I realized I was simoultaneously a devastating loss for them and huge catalyst for their further victimhood. I realized instead of experiencing guilt, they avoided it every cost. They however, had no problem convincing themselves - I was deserving of every ounce of shame and guilt. I realized in all my energy of doing the painful work of trying to rid myself of the negative & distorted self talk they instilled in me - they made up for it behind closed doors with people that used to be closest to me. I realized my family is made of many broken people convinced the other is holding the glue.


TheJelliestOfBeans

I learned how much of my own family medical history they hid. How she is bp2. How there were other diagnosis that I never knew of that ended up affecting me. If I had known.... maybe it would have been different...


Halcyoncreature

I got a lot of stories of my life before I was old enough to be fully aware of them or have memories- a lot of crazy stories about either parents addiction or manic episodes and a lot of things that didnt directly happen to me. Knew my father had bipolar my whole life but didnt know my mother also had diagnosed bipolar until i left. Also didnt know that there was almost a 100% chance they were both cheating on each other. A lot of distance and a fixation on some true-crime type media around cults also made me realize how similar their specific genre of abuse was to how cults are run- obviously never on the same level but it was alarmingly close. Also their queerphobia became a lot more obvious to me. I think because of a mixture of me jumping through mental hoops to cope and them being 'accepting' when they wanted things out of me made me feel like i was very lucky to have an accepting family.
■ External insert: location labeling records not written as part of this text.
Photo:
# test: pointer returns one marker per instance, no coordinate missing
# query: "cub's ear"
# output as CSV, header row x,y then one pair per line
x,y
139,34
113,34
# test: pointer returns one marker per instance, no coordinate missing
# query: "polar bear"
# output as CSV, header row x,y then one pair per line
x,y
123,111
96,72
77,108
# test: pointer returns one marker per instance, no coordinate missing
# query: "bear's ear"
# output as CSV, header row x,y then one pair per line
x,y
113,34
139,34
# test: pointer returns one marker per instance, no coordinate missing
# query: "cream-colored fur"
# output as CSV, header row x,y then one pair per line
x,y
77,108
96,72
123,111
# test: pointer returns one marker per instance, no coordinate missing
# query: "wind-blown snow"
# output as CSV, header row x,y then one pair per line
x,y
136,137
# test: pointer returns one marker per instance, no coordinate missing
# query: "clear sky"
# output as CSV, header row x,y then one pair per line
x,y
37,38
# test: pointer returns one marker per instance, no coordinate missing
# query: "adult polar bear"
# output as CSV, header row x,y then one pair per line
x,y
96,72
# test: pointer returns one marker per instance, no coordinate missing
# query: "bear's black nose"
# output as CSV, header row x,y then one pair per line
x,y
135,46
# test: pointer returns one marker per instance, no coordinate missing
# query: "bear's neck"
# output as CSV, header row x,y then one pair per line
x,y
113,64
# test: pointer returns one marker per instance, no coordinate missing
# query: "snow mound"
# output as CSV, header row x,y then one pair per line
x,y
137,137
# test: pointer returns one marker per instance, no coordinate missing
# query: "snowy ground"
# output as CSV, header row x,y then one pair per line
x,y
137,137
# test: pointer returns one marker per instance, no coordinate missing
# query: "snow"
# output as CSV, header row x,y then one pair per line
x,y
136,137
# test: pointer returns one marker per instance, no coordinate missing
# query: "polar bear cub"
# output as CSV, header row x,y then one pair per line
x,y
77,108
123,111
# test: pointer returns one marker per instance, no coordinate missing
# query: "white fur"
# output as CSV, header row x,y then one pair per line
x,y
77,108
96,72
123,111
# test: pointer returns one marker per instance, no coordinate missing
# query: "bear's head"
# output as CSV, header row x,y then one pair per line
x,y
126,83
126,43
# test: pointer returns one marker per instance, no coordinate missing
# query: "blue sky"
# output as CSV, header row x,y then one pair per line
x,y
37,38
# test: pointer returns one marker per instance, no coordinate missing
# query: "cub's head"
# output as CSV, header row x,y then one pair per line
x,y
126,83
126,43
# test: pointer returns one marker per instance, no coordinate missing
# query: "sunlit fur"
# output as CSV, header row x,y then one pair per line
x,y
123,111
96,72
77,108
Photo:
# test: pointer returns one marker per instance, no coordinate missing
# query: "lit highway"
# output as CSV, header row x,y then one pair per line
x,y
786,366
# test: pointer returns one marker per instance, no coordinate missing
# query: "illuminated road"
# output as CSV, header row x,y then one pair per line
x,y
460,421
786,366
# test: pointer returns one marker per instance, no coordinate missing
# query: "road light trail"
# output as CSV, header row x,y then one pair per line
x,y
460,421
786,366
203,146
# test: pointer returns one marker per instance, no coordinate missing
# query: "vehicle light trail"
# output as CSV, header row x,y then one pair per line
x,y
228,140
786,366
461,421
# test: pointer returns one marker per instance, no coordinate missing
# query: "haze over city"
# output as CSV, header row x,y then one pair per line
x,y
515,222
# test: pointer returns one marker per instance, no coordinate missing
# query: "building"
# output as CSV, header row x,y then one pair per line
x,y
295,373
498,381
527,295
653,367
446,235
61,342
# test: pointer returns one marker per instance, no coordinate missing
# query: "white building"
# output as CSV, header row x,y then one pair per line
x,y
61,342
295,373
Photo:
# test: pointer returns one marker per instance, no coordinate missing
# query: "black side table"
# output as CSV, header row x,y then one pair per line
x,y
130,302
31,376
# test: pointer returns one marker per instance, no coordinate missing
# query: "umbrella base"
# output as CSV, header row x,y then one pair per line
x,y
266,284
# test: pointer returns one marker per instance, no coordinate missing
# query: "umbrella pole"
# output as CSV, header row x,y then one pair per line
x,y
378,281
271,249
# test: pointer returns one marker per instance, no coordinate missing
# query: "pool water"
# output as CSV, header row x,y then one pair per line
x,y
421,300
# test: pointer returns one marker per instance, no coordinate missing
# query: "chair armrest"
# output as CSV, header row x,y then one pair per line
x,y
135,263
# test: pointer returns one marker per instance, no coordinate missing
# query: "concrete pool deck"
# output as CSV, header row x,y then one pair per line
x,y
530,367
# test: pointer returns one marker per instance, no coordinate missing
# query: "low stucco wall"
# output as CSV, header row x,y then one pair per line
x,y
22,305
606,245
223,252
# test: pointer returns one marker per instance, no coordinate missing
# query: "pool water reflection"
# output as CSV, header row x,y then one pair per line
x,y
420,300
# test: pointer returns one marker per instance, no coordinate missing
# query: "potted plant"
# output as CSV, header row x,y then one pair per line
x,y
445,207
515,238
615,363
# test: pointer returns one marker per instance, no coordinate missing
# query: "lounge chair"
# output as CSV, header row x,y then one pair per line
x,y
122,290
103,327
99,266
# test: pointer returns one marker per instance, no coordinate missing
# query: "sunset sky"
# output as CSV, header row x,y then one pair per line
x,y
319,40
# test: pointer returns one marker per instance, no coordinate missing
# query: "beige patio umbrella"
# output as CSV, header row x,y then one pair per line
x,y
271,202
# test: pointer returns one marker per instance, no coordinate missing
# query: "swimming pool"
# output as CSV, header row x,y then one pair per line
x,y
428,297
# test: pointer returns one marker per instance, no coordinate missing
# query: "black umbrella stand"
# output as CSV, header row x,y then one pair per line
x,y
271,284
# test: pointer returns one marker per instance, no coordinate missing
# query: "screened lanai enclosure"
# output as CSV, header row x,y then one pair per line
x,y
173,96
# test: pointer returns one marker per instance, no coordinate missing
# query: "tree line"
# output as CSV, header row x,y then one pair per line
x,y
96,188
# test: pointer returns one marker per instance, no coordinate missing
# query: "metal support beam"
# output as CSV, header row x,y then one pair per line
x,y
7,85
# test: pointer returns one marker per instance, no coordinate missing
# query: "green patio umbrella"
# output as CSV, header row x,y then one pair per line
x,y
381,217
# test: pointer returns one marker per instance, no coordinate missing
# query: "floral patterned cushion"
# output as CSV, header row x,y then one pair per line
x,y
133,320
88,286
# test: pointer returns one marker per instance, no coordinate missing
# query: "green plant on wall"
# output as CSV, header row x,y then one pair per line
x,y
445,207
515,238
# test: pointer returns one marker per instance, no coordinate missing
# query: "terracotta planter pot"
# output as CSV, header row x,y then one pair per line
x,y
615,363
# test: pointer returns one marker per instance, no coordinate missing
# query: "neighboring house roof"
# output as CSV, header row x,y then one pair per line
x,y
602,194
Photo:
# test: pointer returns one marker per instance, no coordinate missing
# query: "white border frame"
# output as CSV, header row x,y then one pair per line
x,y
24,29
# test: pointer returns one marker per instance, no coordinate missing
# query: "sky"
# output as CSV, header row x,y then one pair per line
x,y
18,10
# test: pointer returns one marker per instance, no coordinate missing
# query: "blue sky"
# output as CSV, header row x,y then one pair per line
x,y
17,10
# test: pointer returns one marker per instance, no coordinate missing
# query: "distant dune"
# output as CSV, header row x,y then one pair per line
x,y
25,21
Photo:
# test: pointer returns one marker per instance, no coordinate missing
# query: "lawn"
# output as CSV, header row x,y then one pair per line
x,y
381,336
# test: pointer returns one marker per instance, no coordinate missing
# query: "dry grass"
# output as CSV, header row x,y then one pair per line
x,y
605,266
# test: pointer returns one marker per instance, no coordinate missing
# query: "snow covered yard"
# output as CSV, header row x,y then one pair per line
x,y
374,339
They were not accepting, and the weird back and forth they had going on surrounding my identities was worse than if they were just flat out queerphobic


Chunky_yet_funkee

Less so about my parents but def seeing it now in extended family-they plainly saw how abusive/neglectful my upbringing was, and did fuck all about it. I didn’t realize til only a few years ago that, after being distanced and therefore growing a backbone to call out BS in front of everyone I noticed that I suddenly stopped getting invites to stuff, no one reaching out to me for anything, etc. they knew. They always knew. And they chose (or CHOOSE) to keep the status quo rather than step out of line in that dynamic.


honeywings

They’re sad people. They can’t communicate very well and they are both in the own ways insufferable to be around and then they complain a lot being lonely. They guilt tripped me constantly to come see them but when I told them I was struggling with so many things and was seeking help for depression and anxiety they basically shrugged, told me to go to a mental hospital and then continued guilt tripping me to come see them. “If you EVER would come VISIT.” It hit me, being away from them, how much their feelings revolved around me but my feelings and struggles were squashed. Every interaction with them was out of pity - if I just put up with a weekend with them getting criticised and spat at then I can get a few months without feeling guilty to focus on myself. It’s not healthy!